T cell activation leading to Th2 cytokine production requires costimulatory signals provided by B7 ligands. Although CD28 signaling is thought to provide this positive signal, Th2 immune responses to pathogens are frequently intact in CD28 deficient mice, although these same responses are blocked following CTLA-4Ig administration in normal mice. We have previously reported this apparent paradox during the mucosal Th2 immune response to /italicizeH. polygyrus(HP).

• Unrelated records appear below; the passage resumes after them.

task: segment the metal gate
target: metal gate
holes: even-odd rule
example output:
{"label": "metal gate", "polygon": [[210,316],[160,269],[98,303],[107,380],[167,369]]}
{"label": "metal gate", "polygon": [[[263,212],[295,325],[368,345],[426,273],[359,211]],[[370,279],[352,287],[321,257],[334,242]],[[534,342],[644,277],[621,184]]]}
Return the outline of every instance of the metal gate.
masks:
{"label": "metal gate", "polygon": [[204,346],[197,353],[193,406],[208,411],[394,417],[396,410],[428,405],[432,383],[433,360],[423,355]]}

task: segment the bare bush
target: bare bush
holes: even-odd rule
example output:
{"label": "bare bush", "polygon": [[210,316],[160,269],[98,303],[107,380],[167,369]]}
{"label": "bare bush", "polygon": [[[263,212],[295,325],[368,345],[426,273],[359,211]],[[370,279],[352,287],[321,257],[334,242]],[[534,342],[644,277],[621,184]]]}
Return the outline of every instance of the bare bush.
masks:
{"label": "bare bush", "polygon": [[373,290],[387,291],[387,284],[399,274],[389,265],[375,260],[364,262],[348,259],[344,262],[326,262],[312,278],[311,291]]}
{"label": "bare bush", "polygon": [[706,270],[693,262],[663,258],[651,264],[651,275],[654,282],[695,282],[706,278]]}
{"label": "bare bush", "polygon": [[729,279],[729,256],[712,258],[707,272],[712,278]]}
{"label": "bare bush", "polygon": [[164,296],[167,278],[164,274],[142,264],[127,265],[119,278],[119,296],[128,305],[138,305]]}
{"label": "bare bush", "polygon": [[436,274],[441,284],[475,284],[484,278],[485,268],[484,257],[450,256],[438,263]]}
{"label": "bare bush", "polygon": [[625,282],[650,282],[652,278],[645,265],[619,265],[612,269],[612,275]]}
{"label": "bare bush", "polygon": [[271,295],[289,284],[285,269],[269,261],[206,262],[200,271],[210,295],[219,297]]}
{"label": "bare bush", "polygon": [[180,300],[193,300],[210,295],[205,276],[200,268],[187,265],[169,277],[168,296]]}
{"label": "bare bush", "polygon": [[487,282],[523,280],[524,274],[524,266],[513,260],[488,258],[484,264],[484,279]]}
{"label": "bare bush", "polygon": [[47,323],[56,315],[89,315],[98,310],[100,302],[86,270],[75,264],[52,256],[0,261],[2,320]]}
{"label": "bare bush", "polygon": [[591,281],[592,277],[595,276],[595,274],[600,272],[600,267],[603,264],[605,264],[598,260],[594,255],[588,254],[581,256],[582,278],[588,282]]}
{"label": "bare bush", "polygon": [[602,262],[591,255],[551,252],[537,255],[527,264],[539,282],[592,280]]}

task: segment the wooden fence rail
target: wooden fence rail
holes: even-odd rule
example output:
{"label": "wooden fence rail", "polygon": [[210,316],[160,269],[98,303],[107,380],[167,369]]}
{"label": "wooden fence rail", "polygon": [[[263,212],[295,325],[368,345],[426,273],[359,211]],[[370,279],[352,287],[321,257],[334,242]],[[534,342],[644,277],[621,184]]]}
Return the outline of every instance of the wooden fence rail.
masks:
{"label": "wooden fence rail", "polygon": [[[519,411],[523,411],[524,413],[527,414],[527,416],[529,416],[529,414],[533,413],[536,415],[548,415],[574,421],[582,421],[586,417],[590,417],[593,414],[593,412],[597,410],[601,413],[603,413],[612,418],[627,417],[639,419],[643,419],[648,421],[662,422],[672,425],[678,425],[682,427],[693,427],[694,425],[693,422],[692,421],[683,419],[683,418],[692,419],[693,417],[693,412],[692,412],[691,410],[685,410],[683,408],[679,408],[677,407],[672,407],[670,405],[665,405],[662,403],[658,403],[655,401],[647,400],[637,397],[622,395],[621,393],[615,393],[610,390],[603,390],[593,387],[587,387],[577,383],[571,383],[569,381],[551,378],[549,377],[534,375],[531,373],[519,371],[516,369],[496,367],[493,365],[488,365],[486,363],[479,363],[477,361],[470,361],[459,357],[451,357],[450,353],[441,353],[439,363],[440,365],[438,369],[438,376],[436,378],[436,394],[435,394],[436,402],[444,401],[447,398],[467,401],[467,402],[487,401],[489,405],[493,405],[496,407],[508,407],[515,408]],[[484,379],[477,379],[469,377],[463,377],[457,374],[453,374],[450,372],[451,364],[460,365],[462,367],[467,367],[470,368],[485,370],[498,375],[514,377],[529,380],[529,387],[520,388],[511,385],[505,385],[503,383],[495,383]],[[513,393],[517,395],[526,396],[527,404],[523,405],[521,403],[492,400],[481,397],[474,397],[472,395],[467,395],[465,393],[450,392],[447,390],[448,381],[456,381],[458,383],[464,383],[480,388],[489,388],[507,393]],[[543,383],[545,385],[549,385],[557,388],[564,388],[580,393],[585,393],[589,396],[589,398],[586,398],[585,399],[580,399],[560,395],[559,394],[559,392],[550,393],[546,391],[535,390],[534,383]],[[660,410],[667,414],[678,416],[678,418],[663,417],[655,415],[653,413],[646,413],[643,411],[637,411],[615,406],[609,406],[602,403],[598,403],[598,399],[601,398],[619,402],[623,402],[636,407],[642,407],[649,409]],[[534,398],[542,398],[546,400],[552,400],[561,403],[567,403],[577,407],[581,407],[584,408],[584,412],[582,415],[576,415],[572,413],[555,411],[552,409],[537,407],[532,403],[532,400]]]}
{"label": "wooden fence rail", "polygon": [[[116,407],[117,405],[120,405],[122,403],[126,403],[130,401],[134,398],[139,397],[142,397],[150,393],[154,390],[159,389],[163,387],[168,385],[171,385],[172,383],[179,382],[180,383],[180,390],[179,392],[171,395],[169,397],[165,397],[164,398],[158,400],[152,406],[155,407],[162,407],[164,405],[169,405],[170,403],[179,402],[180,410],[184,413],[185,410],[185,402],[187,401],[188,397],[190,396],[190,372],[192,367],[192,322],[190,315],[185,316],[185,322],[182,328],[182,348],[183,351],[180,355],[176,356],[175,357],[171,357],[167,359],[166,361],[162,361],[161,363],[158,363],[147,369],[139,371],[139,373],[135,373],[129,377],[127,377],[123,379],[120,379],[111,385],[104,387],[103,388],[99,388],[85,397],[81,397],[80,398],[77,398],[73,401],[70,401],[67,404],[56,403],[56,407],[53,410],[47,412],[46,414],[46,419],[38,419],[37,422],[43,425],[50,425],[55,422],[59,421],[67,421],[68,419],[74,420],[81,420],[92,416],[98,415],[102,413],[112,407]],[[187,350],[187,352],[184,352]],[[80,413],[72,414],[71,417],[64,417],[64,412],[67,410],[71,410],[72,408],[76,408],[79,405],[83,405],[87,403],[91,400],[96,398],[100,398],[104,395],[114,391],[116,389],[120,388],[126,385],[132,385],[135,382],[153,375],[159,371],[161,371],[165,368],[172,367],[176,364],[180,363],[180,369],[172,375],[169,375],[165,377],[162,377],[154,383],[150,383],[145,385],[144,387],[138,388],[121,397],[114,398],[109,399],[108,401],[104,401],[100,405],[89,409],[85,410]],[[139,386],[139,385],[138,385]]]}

In the studies reported here, BALB/c CD28-/- and CD28+/+ HP-inoculated mice were administered anti-CTLA-4 mAb at the time of oral inoculation. Elevations in mesenteric lymph node (MLN) CD4+ T cell IL-4 gene expression and protein secretion were blocked in HP-inoculated CD28-/-, but not HP-inoculated CD28+/+, mice administered anti-CTLA-4 mAb. Similarly, T cell dependent elevations in MLN GC formation, serum IgE and IgGl levels were also blocked in HP-inoculated CD28-/-, but not CD28+/+, mice given anti-CTLA-4 mAb. CTLA-4Ig administration of HP-inoculated CD28-/- mice also inhibited T cell cytokine production and effector function. Our findings suggest that CTLA-4 may provide a positive T cell costimulatory signal during an in vivo Th2 mucosal immune response to a pathogen.